Va. Écoute. Cherche. Doute.
Plie tes certitudes en origamis et jette-les au vent.
Un vent de hasard. Chaud. Froid. Violent.
Un vent glacé venu des montagnes.
Mon oncle Jésus — grand, sec, un peu voûté — portait une moustache qu’il soignait avec application. Et puis ce nez. Un tarin monumental. On ne voyait que lui dans la rue. On l’avait surnommé Cyrano. Je n’en ai compris le sens que bien plus tard.
Il réglait la circulation pour la police municipale. Ça ne suffisait pas. Le pays sortait d’une grande misère, les cicatrices d’une guerre civile encore à vif. Il arrivait encore que la garde civile frappe aux portes et reparte avec l’homme de la maison.
La peur élargissait les yeux et cousait les bouches.
Le soir, après son service, il parcourait la ville avec une mallette d’objets disparates. Stylos, peignes, brosses, ciseaux, gadgets sans nécessité — de quoi séduire un comptoir fatigué.
Il devenait représentant en articles divers. Il ne parlait ni de la guerre ni de l’endroit d’où il venait. Il disait seulement : « Avant. » Et puis : « Après. »
Avant, les hommes riaient fort. Après, ils regardaient derrière eux.
Dans la cuisine, il s’asseyait toujours à la même place.
Ma tante Dolorès était souvent absente. « Des choses à faire », disait-elle.
En vérité, elle aimait le meilleur ami de mon oncle. Ils se retrouvaient dans les hauteurs de la ville, dans des coins ombragés. Moi, j’allais partout. J’ai senti une douleur nette dans la poitrine quand je les ai vus s’embrasser.
J’adorais ma tante. Elle buvait trop. L’ivresse l’apaisait. Entre deux eaux, son regard devenait du velours. Elle était belle. Douce avec moi. Parfois, on aurait dit qu’elle cherchait un peu de lumière dans l’oubli.
La chaise grinçait sous le poids maigre de Jésus.
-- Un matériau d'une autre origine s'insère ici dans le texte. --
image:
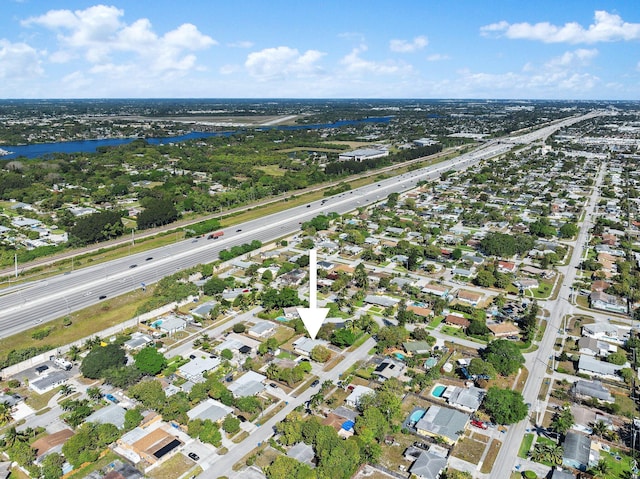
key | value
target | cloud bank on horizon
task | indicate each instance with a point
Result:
(277, 50)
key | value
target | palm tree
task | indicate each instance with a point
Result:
(5, 413)
(94, 393)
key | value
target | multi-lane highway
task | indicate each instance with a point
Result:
(25, 305)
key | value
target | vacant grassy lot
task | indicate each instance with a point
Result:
(172, 468)
(468, 449)
(86, 322)
(491, 456)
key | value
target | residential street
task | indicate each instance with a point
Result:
(265, 431)
(538, 361)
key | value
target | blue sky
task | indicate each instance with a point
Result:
(544, 49)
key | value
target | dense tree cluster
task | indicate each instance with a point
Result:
(157, 212)
(97, 227)
(504, 405)
(239, 250)
(506, 245)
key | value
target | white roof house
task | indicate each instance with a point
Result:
(194, 369)
(209, 409)
(353, 399)
(262, 329)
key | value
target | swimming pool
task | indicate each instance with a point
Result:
(438, 391)
(416, 415)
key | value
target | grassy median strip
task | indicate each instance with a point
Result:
(84, 323)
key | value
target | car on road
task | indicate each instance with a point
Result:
(480, 424)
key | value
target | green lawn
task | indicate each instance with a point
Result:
(525, 447)
(435, 322)
(620, 468)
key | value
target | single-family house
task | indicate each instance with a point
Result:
(578, 452)
(303, 453)
(150, 445)
(138, 340)
(428, 465)
(353, 399)
(304, 345)
(262, 329)
(380, 300)
(170, 324)
(195, 369)
(591, 389)
(469, 297)
(443, 422)
(468, 399)
(457, 321)
(507, 267)
(607, 302)
(249, 384)
(595, 347)
(209, 409)
(439, 290)
(416, 347)
(389, 368)
(503, 330)
(591, 366)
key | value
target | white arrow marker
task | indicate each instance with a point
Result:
(313, 317)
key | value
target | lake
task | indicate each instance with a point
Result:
(41, 150)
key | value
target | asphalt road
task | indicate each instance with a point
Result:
(23, 306)
(559, 308)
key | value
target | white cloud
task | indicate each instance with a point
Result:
(576, 58)
(607, 27)
(404, 46)
(436, 57)
(283, 61)
(240, 44)
(18, 60)
(357, 65)
(99, 34)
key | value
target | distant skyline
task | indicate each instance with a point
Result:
(506, 49)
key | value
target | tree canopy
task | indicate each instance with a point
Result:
(102, 358)
(504, 405)
(150, 361)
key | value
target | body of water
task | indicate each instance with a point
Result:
(42, 150)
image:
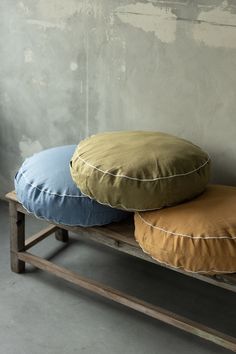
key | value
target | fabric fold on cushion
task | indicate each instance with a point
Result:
(197, 236)
(138, 170)
(44, 187)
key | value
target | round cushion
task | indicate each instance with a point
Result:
(45, 188)
(198, 236)
(136, 170)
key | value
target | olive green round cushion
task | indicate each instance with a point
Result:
(136, 170)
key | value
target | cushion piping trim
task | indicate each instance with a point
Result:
(181, 267)
(184, 235)
(143, 179)
(120, 206)
(51, 193)
(40, 217)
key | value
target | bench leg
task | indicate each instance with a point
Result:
(62, 235)
(17, 237)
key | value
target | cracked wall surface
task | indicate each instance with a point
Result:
(72, 68)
Il retirait sa casquette, la posait près de l’assiette, l’alignait avec le bord de la table. Il aimait que les choses tombent juste. Peut-être parce que le reste ne tombait jamais au bon endroit.
Dolorès servait la soupe sans un mot inutile. Mes cousins parlaient bas. On apprenait tôt à mesurer le volume des choses : le pain, le sucre, les paroles. Moi, j’étais volubile. Trop. Mon oncle disait à ma mère, à voix basse :
— Il va être temps qu’il quitte le pays.
Parfois, quelqu’un manquait dans le quartier. On disait qu’il était « parti travailler ailleurs ».
Mon oncle ne commentait pas. Il lissait sa moustache du pouce et de l’index. Geste précis. Presque solennel. Comme s’il redessinait une frontière invisible.
Le dimanche, il cirait ses chaussures avec soin. Il polissait le cuir jusqu’à voir son reflet déformé dans la pointe effilée — ces chaussures italiennes qu’il aimait tant, au supplice élégant. Son nez surgissait dans la courbure sombre. Il en riait parfois. Un rire bref. Sec. Il n’ignorait pas son surnom. Il l’acceptait.
Je crois qu'il aimait secrètement l'idée de Cyrano de Bergerac. Cela lui suffisait peut-être.
Les soirs de tournée, il rapportait des anecdotes minuscules :
Un commerçant qui avait vendu son premier réfrigérateur ; une jeune femme hésitant entre deux peignes ; un enfant fasciné par des ciseaux.
Il racontait cela avec une tendresse discrète, surtout quand Dolorès était là.
Mon oncle avait du courage. Il glissait les billets dans la poche intérieure de sa veste comme il enfouissait sa peur au fond de sa gorge — d’un geste souple et ferme.
Un soir très tard, on frappa à la porte.
Trois coups. Ni forts ni faibles. Juste assez pour que le cœur change de rythme.
Dolorès leva les yeux. Lui posa sa cuillère. Lentement. On sentait la peur flotter dans l’air coupable de la nuit.
Ce n’était qu’un voisin.
Mais j’ai vu, dans cet instant suspendu, les années s’abattre sur son visage. Pas la guerre elle-même — son fantôme.
Il se leva. Ouvrit. Parla normalement. Plaisantait presque.
Quand il revint s’asseoir, sa moustache était parfaitement en place.
Ce n’est pas la misère que je garde de lui. Ni la peur. Mais cette obstination tranquille à rester droit quand le vent traverse la maison.
Mon oncle Jésus était la seconde colonne d’Hercule.